Heinson's Northern Alliance proposal

http://www.city-journal.org/html/northern-alliance-14647.html

In the above article Gunnar Heinsohn of Bremen, is proposing a northern alliance of the U.K., Ireland, Flanders, the Netherlands, Denmark, Greenland, Iceland, Norway, Sweden, Finland, and Estonia, along with the German states of Schleswig-Holstein and Hamburg.  I much more idly thought of the U.K. in a looser alliance with the U.S. Canada, Australia and New Zealand.   But Heinsohn's proposal has the advantage of proximity.  Also, if the UK were in an alliance with the U.S. it would be the (relatively) poor relation, but in Heinsohn's Northern Alliance the UK would be the strongest member. 


I was also interested in Heinsohn's comment, ". . . no one would accuse Hamburg and Schleswig-Holstein’s 4.5 million Germans of heading back into a dark and dangerous past.

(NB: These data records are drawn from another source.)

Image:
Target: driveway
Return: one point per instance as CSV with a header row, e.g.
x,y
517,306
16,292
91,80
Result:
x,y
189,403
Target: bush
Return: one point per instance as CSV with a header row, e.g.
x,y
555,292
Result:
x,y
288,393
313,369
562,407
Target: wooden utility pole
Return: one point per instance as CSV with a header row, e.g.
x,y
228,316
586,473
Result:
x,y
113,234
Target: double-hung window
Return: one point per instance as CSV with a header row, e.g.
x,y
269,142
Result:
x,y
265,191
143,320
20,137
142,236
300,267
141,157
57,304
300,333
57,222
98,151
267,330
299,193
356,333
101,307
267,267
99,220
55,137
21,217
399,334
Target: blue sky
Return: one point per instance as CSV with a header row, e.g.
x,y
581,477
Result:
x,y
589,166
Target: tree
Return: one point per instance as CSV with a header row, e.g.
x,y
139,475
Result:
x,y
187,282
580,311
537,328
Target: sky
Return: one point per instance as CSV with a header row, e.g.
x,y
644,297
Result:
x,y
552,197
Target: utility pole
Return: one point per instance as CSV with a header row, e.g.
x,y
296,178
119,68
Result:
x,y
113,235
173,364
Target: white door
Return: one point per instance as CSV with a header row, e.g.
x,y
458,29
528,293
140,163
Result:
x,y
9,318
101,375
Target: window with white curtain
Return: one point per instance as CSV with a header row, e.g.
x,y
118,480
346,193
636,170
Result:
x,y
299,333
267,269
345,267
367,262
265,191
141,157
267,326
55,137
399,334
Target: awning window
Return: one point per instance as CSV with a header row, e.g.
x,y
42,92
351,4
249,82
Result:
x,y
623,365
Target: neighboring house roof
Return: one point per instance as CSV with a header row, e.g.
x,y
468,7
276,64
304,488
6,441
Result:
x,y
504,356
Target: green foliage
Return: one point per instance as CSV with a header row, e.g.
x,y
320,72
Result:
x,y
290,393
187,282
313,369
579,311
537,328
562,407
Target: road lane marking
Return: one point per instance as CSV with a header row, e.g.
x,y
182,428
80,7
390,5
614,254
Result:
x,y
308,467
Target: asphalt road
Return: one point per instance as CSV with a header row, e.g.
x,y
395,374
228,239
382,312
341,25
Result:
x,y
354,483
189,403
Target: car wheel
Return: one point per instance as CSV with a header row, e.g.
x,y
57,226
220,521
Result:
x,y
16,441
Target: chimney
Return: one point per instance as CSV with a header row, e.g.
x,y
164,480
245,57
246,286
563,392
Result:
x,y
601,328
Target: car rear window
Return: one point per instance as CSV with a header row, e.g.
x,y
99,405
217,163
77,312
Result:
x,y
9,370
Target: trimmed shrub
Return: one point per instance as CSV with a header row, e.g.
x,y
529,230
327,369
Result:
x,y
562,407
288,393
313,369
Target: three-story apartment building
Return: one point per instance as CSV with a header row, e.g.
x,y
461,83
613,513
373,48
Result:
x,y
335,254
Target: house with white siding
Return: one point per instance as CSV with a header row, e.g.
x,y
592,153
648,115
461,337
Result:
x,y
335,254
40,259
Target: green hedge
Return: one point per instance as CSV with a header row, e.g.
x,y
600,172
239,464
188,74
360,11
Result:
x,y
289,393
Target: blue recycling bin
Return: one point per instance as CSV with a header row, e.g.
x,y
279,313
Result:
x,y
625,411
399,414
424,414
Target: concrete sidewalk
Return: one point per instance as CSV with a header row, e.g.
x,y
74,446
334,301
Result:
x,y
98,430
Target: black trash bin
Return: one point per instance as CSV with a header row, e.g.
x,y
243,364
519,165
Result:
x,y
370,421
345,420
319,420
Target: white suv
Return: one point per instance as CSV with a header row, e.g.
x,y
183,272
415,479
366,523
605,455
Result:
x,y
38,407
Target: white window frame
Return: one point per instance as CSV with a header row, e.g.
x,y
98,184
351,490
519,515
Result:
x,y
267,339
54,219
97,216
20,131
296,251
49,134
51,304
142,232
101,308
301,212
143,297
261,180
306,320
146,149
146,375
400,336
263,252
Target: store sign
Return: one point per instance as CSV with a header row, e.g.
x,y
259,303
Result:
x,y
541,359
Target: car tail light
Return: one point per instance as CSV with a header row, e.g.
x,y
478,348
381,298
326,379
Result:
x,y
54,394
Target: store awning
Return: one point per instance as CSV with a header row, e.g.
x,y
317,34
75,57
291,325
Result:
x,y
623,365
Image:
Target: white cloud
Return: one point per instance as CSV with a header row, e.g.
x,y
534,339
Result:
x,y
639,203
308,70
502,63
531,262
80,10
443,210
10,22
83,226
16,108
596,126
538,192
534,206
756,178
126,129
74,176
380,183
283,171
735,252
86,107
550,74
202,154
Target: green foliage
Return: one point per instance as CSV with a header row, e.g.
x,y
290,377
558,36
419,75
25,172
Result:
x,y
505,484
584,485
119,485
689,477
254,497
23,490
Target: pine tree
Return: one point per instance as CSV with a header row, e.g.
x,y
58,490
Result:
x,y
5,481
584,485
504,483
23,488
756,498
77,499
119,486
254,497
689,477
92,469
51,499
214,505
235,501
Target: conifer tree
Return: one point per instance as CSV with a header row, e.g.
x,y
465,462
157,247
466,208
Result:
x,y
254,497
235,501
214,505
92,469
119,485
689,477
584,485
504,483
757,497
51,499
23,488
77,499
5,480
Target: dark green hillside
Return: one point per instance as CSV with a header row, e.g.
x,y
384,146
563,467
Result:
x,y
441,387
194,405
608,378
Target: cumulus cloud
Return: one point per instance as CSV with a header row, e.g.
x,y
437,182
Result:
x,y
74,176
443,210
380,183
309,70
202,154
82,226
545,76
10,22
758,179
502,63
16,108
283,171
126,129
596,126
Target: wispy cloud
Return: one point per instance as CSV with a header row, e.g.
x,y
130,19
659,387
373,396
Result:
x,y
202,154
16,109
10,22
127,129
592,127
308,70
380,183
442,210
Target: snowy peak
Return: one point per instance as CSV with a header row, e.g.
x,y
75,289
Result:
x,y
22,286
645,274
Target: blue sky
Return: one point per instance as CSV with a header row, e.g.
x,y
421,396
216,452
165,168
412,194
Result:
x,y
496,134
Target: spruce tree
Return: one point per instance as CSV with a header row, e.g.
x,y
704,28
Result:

With independence from Germany, they would be a minority within a larger federation, with no nationalist ambitions. They could pursue their dreams of economic success and prosperity without being shamed or slandered by the nomenklatura who rule in Brussels. Though historical comparisons have their limits, one can’t help but think of the ethnically German Baltic cities of Danzig, Elbing, and Thorn that, in 1454—and for nearly 350 years thereafter—took shelter under the crown of the Polish-Lithuanian Rzeczpospolita to escape the exploitation and violence of  their compatriots, the Teutonic Knights."

I've been reading Steven Ozment's A Mighty Fortress, A New History of the German People.  Ozment remarks in his introduction, ". . . there is a popular opinion, even within Germany, which appears to believe that Germans have always been cryptofascists, if only the surface of their history is scratched deeply enough."


In another article http://www.telegraph.co.uk/news/2016/07/14/i-wish-it-was-a-joke-european-leaders-furious-at-boris-johnsons/?WT.mc_id=e_DM140020&WT.tsrc=email&etype=Edi_FPM_New_AEM_Recipient&utm_source=email&utm_medium=Edi_FPM_New_AEM_Recipient_2016_07_14&utm_campaign=DM140020 Boris Johnson was criticized for, among other things, saying "the EU was an attempt by other means to unify Europe in a manner attempted by Adolf Hitler."